The day before the event, I attended a workshop hosted by Brennan Dunn on website/email personalisation, segmentation and automation. Brennan is the master of this stuff. It was a fantastic and very actionable workshop where Brennan talked us through a new way of constructing a funnel built around education.
The conference itself was a mix of great talks and great conversations with like minded people. The conversations took places around tables, in the foyer and in the after party. I love these sorts of conferences because they are full of bright, positive entrepreneurs who are doing inspiring and meaningful things. And there is a great mix of levels: some are starting out on their journey, some are established and everything in between. If all of this sounds interesting to you and you can make it to Brighton, UK, I strongly recommend you attend next year!

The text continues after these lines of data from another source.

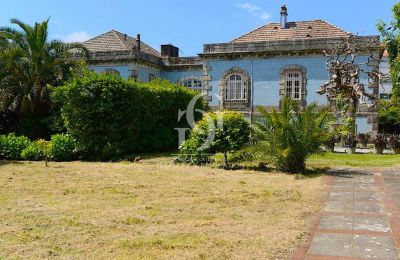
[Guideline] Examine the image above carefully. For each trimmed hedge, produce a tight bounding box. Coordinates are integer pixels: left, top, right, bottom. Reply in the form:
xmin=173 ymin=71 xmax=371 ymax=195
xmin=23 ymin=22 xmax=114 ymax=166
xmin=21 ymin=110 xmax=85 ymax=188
xmin=0 ymin=134 xmax=30 ymax=160
xmin=55 ymin=73 xmax=207 ymax=160
xmin=49 ymin=134 xmax=75 ymax=161
xmin=0 ymin=133 xmax=75 ymax=161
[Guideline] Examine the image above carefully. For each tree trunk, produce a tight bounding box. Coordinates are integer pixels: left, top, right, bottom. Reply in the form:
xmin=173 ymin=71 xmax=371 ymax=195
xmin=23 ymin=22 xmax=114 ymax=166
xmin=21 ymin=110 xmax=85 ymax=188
xmin=223 ymin=153 xmax=229 ymax=168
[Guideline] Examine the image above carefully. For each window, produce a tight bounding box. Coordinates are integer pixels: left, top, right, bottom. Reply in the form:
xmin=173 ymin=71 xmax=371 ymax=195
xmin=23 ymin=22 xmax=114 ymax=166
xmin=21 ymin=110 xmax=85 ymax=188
xmin=225 ymin=74 xmax=247 ymax=101
xmin=285 ymin=72 xmax=302 ymax=100
xmin=149 ymin=73 xmax=156 ymax=81
xmin=129 ymin=70 xmax=138 ymax=81
xmin=181 ymin=79 xmax=202 ymax=91
xmin=279 ymin=65 xmax=307 ymax=106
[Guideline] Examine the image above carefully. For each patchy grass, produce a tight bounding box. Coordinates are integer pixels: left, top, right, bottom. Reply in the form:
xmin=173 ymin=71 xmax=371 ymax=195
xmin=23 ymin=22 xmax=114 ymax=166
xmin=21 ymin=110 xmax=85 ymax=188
xmin=0 ymin=159 xmax=325 ymax=259
xmin=308 ymin=152 xmax=400 ymax=168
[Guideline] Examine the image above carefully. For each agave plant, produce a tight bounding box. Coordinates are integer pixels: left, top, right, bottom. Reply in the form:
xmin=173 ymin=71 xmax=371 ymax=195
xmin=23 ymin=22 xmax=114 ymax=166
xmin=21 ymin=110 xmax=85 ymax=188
xmin=253 ymin=98 xmax=332 ymax=173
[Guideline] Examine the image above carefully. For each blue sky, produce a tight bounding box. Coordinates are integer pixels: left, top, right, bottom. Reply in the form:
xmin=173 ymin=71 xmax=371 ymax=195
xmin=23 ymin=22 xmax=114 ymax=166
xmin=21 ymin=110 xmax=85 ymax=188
xmin=1 ymin=0 xmax=397 ymax=56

I have a huge list of take aways and some of them I will be implementing over the next few months. Here are the top 3 that stand out for me:
In order to help more people, I need to increase book sales. This will lead to more time to create free content (helping even ore people).
One way to get more book sales is through using personalisation and segmentation to deliver the right educational material to people based on where they're at and give them the option to go deeper with a book after they are fully engaged with the free educational content.
We can't always get everything right. Part of pushing forward is accepting that sometimes we will make mistakes. And when we make mistakes, we need to correct them and keep going. Keep creating, helping, teaching…. every day. Doing small things daily beats doing big things occasionally.
It is all to tempting to prioritise client work other product work. Client work pays now and product work pays in the future, if at all. My progress in building a product business has been seriously held back by accepting client work when I shouldn't have. Even when I have decided to focus on product work, slowly more and more client work creeps in and then takes over.
A few strategies were discussed in Julia Chanteray's talk to deal with this, including:
Recurring revenue is not the same as repeat revenue. Some recurring revenue makes the business more valuable and predictable cashflow (Stef Lewandowski and Thomas Smale)
Thank you Jonathan and Andy for putting on such a fabulous event, Brennan for his insightful and incredibly actionable workshop, all the speakers for their great insights, everyone at The Skiff for being so welcoming at the after party and to all the amazing attendees!